Setelah semua itu dipahami dengan baik, mahasiswa akan mampu memberikan kontribusi yang bermanfaat bagi kemajuan bangsanya (idealist no problem and must be). Jadi tidak hanya berpikir pragmatis, selesai kuliah terus kerja, nikah dan beranak-pinak. Melalui kepekaannya menangkap masalah dan kemampuannya mengolah masalah dengan metodologi yang tepat serta berbagai teori di atas kertas, mahasiswa dapat menghasilkan penelitian ilmiah yang dapat menjadi referensi yang sangat berharga bagi arah kemajuan bangsa. Tidak hanya itu, mahasiswa juga berkesempatan untuk menerapkan hasil analisanya dalam masyarakat secara langsung (biasanya masyarakat yang masih terisolir), melalui kegiatan-kegiatan lapangan yang banyak ditawarkan oleh berbagai instansi baik negeri maupun swasta.
Kesempatan itu juga nantinya akan didapat saat KKN (Kuliah Kerja Nyata), jadi sebaiknya penguasaan atas dasar-dasar yang harus dimiliki mahasiswa itu sudah dimiliki sebelum KKN. Sebab nantinya, mahasiswa akan mampu melakukan pemetaan maupun memberikan gagasan yang tepat dalam upaya membantu percepatan kemajuan desa. Karena tanpa adanya kemampuan mendasar tersebut, mahasiswa tidak akan mampu melihat celah yang dapat diusahakan untuk memaksimalkan kerja nyatanya selama masa KKN dan cenderung hanya akan terlihat menjalankan formalitas kuliah saja. Tidak ada kontribusi yang membekas.
Skill mendasar sebagai mahasiswa itu nantinya tidak hanya bermanfaat selama masa kuliah saja namun sampai akhirnya benar-benar kembali ke masyarakat. Ilmu itu akan sangat berguna dalam menganalisa masalah-masalah yang ada di masyarakat dan dengan begitu kita akan memiliki kesempatan untuk membenahinya, sebab kita tentu saja akan mengetahui penyakit yang menyebabkannya serta dengan pengolahan yang matang akan membuat kita mendapatkan penawarnya juga atau bahkan sampai memberikan vitamin sehingga kesehatannya terjaga.

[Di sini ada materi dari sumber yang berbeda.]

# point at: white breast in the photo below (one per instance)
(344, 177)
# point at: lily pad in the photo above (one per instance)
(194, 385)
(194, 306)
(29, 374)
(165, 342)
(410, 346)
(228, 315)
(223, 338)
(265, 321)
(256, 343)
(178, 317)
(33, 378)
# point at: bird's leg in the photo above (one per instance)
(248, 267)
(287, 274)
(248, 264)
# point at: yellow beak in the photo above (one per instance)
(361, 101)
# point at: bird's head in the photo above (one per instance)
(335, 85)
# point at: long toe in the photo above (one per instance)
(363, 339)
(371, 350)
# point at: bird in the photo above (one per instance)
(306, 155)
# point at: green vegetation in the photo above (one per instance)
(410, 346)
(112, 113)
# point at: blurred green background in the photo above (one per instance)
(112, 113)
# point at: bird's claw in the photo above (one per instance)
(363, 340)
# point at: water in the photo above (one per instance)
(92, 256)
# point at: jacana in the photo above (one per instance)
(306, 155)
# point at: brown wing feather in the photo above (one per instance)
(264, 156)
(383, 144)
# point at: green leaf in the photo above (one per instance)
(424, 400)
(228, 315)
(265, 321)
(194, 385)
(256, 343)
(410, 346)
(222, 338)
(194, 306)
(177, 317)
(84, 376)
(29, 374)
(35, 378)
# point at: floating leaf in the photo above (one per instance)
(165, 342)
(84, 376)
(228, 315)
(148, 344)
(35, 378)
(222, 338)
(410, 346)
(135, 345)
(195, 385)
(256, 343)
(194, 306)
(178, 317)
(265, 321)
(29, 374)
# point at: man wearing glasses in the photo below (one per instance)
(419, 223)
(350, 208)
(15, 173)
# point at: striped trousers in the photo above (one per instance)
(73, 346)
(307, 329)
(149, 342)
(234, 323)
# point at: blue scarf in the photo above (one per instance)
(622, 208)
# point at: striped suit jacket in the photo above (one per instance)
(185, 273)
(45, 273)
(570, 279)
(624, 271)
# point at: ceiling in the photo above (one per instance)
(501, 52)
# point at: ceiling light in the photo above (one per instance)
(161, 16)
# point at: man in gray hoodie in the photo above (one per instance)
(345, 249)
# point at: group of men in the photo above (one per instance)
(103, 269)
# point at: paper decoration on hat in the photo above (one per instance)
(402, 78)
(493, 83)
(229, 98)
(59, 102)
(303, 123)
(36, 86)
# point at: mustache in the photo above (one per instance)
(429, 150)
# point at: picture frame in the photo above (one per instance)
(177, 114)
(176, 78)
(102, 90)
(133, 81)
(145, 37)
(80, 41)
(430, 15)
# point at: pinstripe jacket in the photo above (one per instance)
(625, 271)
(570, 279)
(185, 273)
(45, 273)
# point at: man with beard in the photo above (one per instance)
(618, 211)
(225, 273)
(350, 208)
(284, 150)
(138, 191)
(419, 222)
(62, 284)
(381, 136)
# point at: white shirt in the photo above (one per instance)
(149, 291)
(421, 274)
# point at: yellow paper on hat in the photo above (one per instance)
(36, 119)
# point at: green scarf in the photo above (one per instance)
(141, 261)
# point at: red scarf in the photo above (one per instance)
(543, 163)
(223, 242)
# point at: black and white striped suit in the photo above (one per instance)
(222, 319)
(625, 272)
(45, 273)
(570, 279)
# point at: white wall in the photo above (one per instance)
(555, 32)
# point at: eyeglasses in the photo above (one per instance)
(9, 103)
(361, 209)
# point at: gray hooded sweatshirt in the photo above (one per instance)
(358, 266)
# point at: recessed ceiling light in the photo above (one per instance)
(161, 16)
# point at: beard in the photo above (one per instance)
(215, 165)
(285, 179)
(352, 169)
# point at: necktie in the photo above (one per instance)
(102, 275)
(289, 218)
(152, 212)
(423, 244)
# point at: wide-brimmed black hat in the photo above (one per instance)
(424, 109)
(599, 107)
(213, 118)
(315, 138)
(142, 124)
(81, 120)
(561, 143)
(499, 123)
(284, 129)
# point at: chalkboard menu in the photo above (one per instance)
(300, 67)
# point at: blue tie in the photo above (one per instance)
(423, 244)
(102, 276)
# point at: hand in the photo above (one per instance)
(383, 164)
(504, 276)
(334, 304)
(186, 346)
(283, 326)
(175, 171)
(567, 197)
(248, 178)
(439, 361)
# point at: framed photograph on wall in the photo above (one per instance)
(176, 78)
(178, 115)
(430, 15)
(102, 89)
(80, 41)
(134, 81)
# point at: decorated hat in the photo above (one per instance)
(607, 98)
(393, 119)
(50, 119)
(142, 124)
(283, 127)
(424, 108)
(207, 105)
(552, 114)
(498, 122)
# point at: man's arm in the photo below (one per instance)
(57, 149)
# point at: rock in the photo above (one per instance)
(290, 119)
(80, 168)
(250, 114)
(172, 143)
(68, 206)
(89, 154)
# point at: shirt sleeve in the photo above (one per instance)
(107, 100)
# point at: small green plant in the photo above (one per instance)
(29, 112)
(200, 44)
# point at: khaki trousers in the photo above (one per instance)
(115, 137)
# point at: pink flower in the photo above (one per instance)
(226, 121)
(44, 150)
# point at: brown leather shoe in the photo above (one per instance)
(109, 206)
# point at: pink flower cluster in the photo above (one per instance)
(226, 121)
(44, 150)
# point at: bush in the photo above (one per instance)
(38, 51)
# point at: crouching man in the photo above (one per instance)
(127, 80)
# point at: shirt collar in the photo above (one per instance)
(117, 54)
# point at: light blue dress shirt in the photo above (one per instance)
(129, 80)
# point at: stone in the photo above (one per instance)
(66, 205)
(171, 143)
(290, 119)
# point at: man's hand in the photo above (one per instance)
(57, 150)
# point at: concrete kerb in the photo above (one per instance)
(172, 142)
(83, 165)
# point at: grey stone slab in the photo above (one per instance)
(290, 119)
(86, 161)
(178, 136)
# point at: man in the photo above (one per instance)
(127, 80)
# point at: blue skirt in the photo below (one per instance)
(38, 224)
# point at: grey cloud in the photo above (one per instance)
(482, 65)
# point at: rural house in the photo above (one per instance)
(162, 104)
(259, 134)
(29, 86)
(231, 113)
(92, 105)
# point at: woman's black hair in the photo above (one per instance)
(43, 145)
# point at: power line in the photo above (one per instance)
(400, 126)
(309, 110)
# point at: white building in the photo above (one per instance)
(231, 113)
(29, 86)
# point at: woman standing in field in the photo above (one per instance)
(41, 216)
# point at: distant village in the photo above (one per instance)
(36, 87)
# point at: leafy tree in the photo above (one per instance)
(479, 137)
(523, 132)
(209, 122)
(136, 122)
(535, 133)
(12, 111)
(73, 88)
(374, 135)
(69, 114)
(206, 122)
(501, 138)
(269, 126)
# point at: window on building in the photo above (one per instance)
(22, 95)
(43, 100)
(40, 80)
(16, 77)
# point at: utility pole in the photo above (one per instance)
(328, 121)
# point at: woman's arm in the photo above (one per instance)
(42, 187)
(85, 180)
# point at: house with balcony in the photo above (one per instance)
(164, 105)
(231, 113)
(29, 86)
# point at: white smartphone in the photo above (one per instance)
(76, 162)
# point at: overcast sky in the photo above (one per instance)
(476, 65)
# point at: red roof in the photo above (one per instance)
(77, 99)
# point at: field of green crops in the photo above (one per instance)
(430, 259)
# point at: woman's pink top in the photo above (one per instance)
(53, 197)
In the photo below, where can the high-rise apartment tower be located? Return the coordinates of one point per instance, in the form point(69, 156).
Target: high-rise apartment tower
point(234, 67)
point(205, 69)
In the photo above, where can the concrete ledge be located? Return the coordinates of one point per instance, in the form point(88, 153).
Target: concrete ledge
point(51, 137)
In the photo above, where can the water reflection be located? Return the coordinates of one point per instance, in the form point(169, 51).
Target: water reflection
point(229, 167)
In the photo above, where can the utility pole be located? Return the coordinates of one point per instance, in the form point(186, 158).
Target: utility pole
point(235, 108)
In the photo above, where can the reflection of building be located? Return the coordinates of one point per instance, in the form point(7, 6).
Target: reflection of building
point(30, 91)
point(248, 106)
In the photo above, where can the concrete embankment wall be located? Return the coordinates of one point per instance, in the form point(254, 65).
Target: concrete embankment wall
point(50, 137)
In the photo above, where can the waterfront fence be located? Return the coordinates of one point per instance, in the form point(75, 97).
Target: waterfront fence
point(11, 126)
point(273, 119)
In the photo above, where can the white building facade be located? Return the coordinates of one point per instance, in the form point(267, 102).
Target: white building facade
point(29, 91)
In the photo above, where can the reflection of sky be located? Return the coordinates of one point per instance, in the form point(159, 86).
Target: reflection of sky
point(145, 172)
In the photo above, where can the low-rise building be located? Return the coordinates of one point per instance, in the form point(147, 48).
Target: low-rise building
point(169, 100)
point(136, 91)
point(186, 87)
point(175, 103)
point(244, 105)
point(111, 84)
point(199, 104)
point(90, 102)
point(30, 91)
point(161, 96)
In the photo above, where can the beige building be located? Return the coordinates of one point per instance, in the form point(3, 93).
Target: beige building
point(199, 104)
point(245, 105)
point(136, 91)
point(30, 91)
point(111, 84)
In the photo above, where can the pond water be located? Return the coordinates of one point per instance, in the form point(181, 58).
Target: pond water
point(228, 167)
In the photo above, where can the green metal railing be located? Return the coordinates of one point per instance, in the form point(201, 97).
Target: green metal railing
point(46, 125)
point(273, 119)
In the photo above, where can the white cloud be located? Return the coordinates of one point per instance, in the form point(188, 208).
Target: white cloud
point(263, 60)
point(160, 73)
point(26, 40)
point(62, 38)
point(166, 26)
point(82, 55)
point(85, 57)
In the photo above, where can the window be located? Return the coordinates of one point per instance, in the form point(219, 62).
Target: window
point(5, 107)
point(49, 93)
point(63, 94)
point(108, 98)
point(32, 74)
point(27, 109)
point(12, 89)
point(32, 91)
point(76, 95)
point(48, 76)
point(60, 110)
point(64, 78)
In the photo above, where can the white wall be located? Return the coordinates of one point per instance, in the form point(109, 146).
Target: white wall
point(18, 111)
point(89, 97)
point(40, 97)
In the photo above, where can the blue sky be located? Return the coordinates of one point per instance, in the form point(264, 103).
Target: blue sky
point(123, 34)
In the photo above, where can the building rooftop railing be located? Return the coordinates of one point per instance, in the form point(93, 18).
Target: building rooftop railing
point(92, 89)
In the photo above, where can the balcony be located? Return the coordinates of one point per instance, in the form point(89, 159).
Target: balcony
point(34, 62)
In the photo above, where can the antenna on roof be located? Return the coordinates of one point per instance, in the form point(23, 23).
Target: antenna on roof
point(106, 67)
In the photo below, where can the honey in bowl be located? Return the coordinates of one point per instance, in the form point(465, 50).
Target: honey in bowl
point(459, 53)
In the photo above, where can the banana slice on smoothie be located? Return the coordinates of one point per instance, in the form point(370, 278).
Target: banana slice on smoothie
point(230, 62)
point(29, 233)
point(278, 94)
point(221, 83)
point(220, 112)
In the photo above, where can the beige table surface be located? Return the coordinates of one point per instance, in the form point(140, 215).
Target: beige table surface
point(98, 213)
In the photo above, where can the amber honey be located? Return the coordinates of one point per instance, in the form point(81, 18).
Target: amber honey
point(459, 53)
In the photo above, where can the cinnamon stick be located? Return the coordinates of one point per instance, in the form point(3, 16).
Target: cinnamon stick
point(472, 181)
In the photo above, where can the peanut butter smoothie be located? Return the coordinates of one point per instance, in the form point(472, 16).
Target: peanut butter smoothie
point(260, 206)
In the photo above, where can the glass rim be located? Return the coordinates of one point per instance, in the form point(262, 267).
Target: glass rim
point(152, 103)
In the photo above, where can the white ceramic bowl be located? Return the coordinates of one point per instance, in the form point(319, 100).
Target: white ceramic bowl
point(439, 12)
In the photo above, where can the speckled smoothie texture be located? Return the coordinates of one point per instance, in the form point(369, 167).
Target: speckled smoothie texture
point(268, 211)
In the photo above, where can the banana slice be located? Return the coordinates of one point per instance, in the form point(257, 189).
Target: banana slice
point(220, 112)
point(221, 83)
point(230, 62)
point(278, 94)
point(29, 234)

Terakhir, untuk menopang wawasan dan kemampuan dalam menganalisa masalah serta memberikan solusi dan inovasi, seyogyanya mahasiswa tidak hanya merasa cukup membaca referensi-referensi yang berkaitan dengan jurusan kuliah yang diambil. Mahasiswa harus membekali dirinya dengan bacaan yang tidak terbatas pada satu subjek saja. Ini nantinya akan memudahkan mahasiswa untuk membaca masalah-masalah yang tidak berkaitan dengan bidangnya. Namun, tentunya untuk melakukan analisa lebih mendalam kemampuan dan wawasan yang dimiliki mungkin lebih terbatas daripada jurusan yang dikuasai, maka di sinilah pentingnya relasi yang memiliki kompetensi di bidang yang tidak kita tekuni.
Nah, jadi jelas bukan bahwa penguasaan seluruh skill dasar serta pengalaman organisasi sangat penting bagi mahasiswa untuk menjadikannya mahasiswa sesungguhnya yang siap membangun bangsa. Dengan seluruh ilmu dan pengalaman yang didapat di perkuliahan tersebut, mahasiswa tidak akan mungkin menjadi pengangguran sebab pastinya akan sangat berguna bagi upaya memajukan masyarakat. Sebenarnya pengangguran itu terjadi disebabkan oleh gengsi karena tidak mendapatkan pekerjaan yang sesuai jurusan yang ditekuni.